Having been fortunate to spend the past few years visiting a range of schools, across the country, in very different circumstances, I have seen a similar ethos supporting schools to achieve even in the most challenging of circumstances. Trust and collaborative practice creates security. Security enables sometimes difficult decisions to be taken, in the knowledge that any fall out can be accommodated, without compromising the organisation as a whole.
An organisation that relies on creative partnerships and goodwill in order to develop requires a high level of trust. Trust costs nothing, but buys a great deal.
TRUST TEACHERS
Believing reliability, conferred to another (trust with), safekeeping
Hope (polite) and reliance (trust in luck)
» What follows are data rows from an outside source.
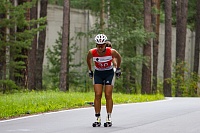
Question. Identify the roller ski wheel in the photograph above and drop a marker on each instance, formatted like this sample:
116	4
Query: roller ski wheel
96	124
107	124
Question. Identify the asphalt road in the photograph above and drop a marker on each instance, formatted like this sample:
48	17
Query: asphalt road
173	115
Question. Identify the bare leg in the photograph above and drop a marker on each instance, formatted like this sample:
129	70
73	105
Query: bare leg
108	96
97	100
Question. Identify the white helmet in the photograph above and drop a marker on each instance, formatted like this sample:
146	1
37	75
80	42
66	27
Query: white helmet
100	39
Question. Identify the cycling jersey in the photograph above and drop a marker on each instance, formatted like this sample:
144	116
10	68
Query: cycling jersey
102	62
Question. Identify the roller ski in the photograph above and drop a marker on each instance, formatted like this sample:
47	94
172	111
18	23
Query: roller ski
90	103
97	123
108	123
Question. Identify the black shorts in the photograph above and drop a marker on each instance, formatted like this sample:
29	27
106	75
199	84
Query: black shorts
104	77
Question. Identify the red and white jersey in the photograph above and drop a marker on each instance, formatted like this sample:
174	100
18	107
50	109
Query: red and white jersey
102	62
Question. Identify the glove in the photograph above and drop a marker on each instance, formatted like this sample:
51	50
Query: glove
91	74
118	72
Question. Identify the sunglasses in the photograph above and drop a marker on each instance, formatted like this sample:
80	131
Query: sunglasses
100	45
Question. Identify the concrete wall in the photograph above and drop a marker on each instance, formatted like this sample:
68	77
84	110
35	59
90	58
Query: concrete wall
82	21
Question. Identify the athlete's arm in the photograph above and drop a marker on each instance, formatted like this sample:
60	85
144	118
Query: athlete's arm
116	55
89	63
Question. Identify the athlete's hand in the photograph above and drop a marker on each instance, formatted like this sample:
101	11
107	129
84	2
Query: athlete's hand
91	74
118	72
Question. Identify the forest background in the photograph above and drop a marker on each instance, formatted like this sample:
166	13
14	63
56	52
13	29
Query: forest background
134	31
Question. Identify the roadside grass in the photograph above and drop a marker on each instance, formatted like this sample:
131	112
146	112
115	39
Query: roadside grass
21	104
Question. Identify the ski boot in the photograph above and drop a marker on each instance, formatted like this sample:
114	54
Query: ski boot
108	123
97	123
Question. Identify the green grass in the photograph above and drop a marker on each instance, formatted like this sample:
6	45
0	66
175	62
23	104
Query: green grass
21	104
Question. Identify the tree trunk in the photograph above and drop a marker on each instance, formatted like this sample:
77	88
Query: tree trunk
65	45
102	23
197	40
168	47
156	24
197	45
182	7
32	53
146	68
41	47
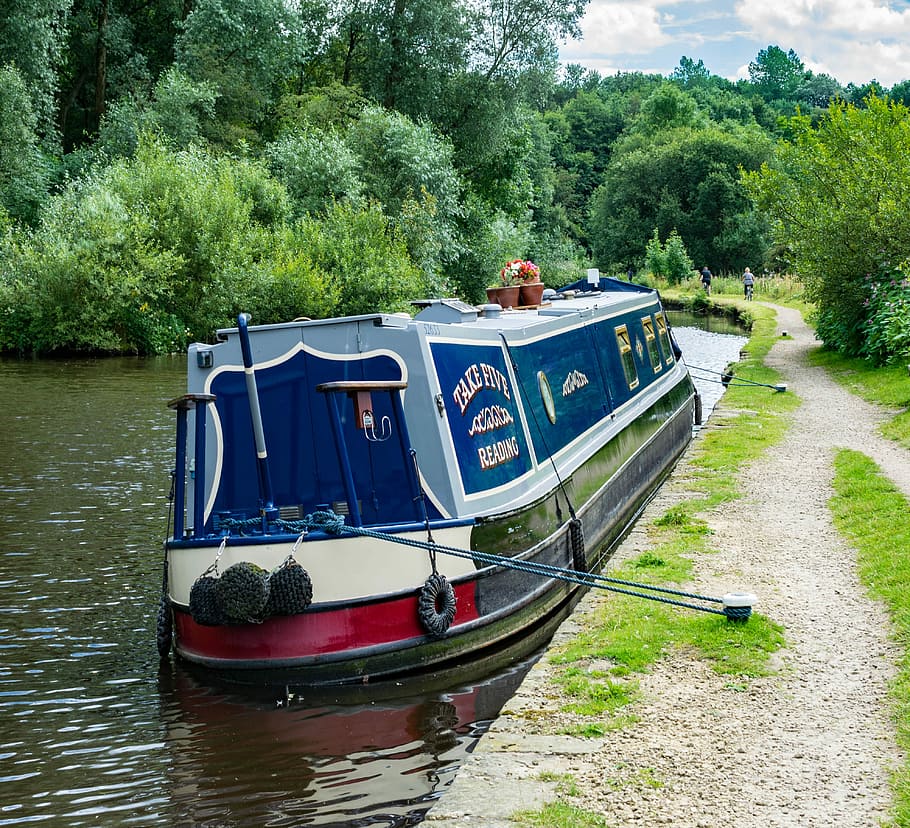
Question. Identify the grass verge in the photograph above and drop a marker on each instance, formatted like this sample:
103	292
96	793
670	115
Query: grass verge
596	673
875	517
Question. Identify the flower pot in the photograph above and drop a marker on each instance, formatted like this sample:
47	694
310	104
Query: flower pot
530	294
505	296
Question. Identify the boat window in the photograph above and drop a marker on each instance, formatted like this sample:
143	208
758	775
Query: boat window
625	353
664	335
651	342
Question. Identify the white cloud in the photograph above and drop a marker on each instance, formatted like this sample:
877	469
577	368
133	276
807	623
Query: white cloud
852	40
620	28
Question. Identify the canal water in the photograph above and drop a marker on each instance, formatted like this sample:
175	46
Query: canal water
93	729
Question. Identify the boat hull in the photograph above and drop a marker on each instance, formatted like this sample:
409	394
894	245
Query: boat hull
502	612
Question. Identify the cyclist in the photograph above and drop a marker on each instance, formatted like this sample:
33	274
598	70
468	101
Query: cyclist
748	283
706	279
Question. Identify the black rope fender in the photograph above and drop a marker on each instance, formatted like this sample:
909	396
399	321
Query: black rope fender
737	606
436	605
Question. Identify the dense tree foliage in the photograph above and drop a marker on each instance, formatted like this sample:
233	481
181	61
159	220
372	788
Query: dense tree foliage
166	163
838	197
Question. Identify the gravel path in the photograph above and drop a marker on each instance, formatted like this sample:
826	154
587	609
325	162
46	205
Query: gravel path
811	745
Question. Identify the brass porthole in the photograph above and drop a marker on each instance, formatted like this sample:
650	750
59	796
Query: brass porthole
546	395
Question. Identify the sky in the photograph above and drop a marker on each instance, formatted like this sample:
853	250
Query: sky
854	41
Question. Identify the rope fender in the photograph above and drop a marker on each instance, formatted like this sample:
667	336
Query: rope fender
577	539
436	604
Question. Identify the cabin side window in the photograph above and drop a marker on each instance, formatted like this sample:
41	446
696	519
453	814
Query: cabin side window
647	325
664	335
625	355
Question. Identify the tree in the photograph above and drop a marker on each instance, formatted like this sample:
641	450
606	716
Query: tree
245	50
665	108
776	74
32	37
23	171
516	33
114	49
839	200
408	169
683	179
690	74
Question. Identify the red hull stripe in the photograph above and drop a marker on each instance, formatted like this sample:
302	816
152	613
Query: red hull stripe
315	633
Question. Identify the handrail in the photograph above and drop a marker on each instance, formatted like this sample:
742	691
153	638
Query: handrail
183	405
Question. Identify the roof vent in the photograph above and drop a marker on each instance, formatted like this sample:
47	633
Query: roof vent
444	310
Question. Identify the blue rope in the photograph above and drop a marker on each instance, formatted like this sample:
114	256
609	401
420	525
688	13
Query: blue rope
587	579
326	521
329	521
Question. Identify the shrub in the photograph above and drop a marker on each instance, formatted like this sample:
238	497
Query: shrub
886	331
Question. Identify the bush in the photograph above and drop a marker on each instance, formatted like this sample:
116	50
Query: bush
886	331
363	258
669	260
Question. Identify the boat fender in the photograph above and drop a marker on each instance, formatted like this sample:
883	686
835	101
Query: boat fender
242	592
204	606
577	540
290	589
436	605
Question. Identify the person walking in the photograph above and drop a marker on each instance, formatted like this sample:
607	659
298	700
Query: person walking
748	283
706	279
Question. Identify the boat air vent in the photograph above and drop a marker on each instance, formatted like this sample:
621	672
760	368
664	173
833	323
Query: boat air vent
340	507
444	310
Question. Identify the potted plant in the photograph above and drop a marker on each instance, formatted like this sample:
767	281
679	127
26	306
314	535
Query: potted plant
527	275
505	290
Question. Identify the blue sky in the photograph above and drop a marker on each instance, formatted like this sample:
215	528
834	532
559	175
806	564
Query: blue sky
852	40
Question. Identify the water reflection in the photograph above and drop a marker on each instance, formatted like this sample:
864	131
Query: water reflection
709	344
276	757
91	731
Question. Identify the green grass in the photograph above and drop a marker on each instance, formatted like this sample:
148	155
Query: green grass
560	815
888	386
597	670
875	517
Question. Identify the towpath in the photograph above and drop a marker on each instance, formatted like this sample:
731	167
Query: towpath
810	746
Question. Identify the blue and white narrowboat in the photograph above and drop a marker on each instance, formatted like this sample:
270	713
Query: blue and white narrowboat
369	497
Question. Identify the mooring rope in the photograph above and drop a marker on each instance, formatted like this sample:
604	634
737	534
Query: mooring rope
728	378
587	579
333	523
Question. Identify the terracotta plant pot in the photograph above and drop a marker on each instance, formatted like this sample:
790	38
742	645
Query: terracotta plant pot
505	296
530	294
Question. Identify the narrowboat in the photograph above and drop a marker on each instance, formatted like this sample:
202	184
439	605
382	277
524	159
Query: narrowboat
369	497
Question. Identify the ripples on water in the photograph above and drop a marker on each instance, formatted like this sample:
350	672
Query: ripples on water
92	731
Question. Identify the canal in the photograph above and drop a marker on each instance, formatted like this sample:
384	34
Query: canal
93	729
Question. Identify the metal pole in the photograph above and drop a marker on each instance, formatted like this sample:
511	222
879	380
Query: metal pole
266	503
180	479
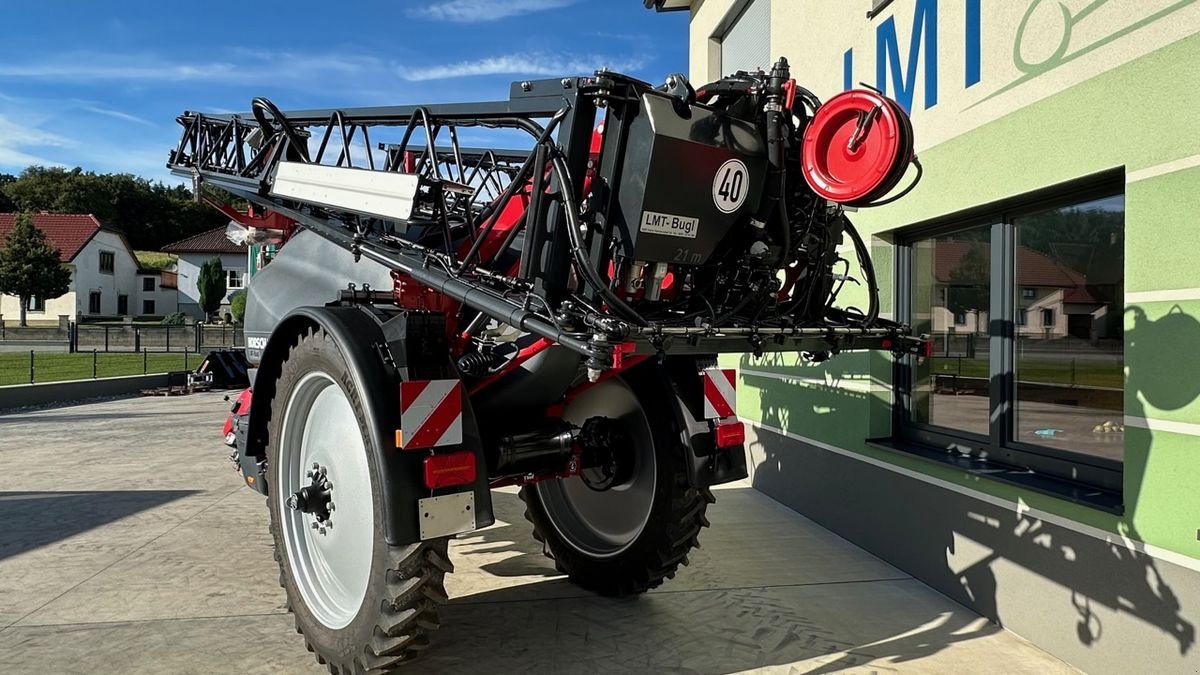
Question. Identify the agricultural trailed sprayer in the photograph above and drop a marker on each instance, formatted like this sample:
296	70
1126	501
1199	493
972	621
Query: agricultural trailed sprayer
444	320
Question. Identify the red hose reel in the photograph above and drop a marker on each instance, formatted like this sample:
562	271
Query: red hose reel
857	148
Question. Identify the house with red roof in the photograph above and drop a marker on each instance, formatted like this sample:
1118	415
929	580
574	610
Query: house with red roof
1053	300
193	252
106	279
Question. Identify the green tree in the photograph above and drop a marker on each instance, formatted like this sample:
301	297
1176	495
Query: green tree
211	285
30	266
238	305
151	214
969	282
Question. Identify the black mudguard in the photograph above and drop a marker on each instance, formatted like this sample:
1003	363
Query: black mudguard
382	351
709	465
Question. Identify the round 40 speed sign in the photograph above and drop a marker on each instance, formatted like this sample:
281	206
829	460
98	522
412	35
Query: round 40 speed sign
731	185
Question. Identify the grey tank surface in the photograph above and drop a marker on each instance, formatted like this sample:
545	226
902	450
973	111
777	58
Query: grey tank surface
309	270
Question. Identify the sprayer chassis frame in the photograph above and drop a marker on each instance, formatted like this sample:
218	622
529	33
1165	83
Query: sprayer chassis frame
219	150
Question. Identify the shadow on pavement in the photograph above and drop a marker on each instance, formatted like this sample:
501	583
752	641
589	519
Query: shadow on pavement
39	519
955	544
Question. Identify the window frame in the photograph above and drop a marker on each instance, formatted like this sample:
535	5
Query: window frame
1000	448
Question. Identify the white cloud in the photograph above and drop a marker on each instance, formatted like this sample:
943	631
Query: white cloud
249	67
478	11
118	114
17	139
537	64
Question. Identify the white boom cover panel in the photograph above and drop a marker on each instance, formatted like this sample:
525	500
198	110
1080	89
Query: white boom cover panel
373	192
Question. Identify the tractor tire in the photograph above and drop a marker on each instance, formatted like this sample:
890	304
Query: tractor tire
360	604
633	536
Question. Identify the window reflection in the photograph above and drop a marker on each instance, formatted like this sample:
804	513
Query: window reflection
1069	346
951	298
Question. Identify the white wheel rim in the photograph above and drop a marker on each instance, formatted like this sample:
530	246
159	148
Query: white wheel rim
331	569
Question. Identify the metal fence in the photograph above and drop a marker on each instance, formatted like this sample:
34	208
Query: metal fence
123	338
34	366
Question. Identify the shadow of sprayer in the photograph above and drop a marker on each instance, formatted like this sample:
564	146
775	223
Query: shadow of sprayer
966	548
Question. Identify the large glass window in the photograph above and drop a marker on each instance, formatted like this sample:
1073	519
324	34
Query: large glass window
952	297
1069	365
1025	310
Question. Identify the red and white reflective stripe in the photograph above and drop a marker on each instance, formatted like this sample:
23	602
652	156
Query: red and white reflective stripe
430	413
720	393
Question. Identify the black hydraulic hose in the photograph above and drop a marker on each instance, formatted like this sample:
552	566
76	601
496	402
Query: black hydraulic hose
579	252
864	261
258	105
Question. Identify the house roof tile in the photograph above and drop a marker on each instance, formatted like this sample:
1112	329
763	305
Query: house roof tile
208	242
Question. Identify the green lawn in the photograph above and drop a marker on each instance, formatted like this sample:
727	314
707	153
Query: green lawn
155	260
53	366
1084	372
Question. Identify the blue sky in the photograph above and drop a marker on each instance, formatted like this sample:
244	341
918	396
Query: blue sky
100	84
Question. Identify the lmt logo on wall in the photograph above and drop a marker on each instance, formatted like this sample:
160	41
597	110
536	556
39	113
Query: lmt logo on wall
1045	37
924	39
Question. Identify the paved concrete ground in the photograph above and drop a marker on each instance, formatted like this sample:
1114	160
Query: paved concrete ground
130	545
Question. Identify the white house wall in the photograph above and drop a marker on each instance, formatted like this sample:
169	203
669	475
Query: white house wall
121	281
190	270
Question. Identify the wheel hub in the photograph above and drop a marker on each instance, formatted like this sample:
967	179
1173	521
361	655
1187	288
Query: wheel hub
316	499
321	446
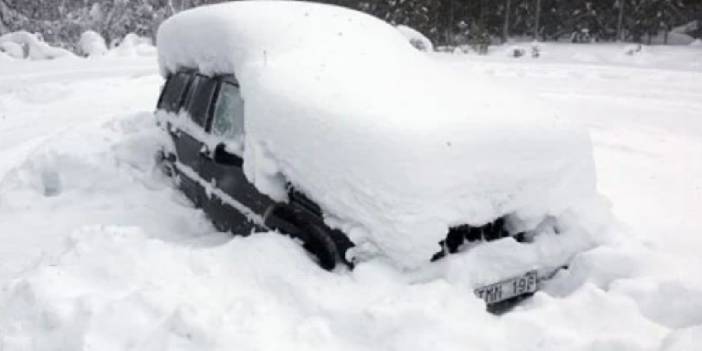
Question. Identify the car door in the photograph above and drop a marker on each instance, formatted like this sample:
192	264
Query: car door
174	100
241	205
187	130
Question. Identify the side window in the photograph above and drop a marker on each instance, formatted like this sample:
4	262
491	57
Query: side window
199	99
228	121
173	92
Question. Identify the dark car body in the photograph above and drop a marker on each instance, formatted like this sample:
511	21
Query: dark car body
212	177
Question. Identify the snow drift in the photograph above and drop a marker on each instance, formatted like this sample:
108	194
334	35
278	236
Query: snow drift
32	45
392	146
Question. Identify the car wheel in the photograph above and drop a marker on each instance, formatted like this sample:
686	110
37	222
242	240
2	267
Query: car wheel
318	242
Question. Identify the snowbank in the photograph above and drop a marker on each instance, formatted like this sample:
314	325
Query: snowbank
417	39
92	44
133	45
392	146
35	48
12	49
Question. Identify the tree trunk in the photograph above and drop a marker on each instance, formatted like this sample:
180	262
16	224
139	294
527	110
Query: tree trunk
537	19
505	25
620	20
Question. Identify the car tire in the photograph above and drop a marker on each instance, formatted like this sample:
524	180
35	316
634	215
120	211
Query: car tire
318	242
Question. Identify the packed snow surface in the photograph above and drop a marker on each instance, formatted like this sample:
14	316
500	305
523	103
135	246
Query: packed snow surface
99	251
394	147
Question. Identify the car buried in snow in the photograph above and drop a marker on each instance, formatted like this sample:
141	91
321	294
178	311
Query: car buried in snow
325	124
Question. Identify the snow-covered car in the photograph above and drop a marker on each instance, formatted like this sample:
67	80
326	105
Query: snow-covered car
326	124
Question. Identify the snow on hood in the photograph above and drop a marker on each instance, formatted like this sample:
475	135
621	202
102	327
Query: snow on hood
393	148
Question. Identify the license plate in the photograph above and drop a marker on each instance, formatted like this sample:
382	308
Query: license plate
509	288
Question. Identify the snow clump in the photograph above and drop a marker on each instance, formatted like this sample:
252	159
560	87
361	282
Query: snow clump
35	48
417	39
92	44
Predictability (trust them to…)
Derives from Old Norse, traust, traustr meaning strong.
Isaac Newton; I do not know what I may appear to the world, but to myself I seem to have been only like a boy playing on the seashore, and diverting myself in now and then finding a smoother pebble or a prettier shell than ordinary, whilst the great ocean of truth lay all undiscovered before me.
I trust that life is being kind to you and that you may have a few very pleasant and interesting diversions to look forward to at the end of the working week. The chances are that for many people the word hope will now replace the word trust in such a sentence, as the word trust in such use seems to have fallen out of favour. In many ways the word verity meaning truth, derived from French, has also fallen out of fashion. Where words fall out of use, perhaps it is possible for them also to lose some of their original meaning, as one person uses it, but another interprets it in a different form.
Yet trust, as an idea, and in reality, underpins all relationships, between close friends, work colleagues and very often passing relationships. You trust that you will receive the correct change from a shop.
Trust is the bedrock of reliability, security and stability.
Anton Chekhov; You must trust and believe in people or life becomes impossible.
There is a trusting relationship between parents and children. In the first instance, the process is largely the child trusting the adults, but, gradually over time, the child has to be more entrusted with tasks whereby they prove their trustworthiness, building up a reserve which enables them to undertake task requiring greater trust. This might involve greater liberty, in distance or time away from home.
Of course there are many situations where children can’t, or don’t trust adults, based on the adult behaviour. Acts of cruelty, feeling let down in some way or insecurity is the easiest way to destroy trust.
It can be a bit chicken and egg at times, especially with younger children, who, often inadvertently, step over the supposed lines of trust and do things that need to be addressed. By discussion, rather than telling off, with the child being enabled to understand the adult concern, as well as the opportunity to tell their own story, can strengthen relationships. Trust is the essence of mutuality, the two sides of the relationship.
Ernest Hemingway; The best way to find out if you can trust somebody is to trust them
Trust is a constituent part of more distant relationships too. The Government and society puts its trust in the people who daily have the role of securing high quality education for children, or those who look after the sick. Without getting too political, it can often seem, with politician rhetoric, that public servants are not trusted. The problem with this message is that it can undermine the public trust in the system, and with it the individuals involved, leading to small, but sometimes significant levels of mistrust, with unintended consequences, such as parents giving their children negative messages about individual teacher or education as a whole.
Trust is embedded in teacher contracts and across the 2012 teaching standards, starting with professionalism (standard 8) and part 2, but is also implied across the others, with standard 2 based on progress and outcomes for all learners.
Outcomes are never quite good enough. There is always a call for doing better with less. We are entering a new phase in public life, where, embedded in current thinking is the belief that making expectations higher, and tests harder, will raise standards across the board. While this might have a marginal impact, there will still be a substantial group who will not reach the prescribed standard. If the system gets 80% of year 6 children to “above national standard”, the human system will have done well. To achieve the Government target of 85% will be exceptional achievement, but still leaves the lowest 15% “below standard”. Embedding such language, to my mind, undermines the need of education to maintain learner momentum at a very critical time, namely transfer to Secondary education. It will serve to diminish trust in the system.
I’d like to see the ideal of trust embedded in the next phase of education development, with clear indications that the system, as a whole as well as the individuals who do the day to day activities, is seen as capable of carrying out the duties prescribed to a quality that is high.
Dissemination of information has never been easier with electronic mail. Sharing high quality case studies (courtesy of HMI?) across the whole system would take no time and a national debate, based on the same information could be undertaken, through social media, blogging, teachmeets, collegiate staffrooms, local area discussions, all informed by the same material.
I trust the Government will do its best to secure the best interests of each and every child for whom it is responsible, by enabling teachers to do the best job that they can on a day to day basis.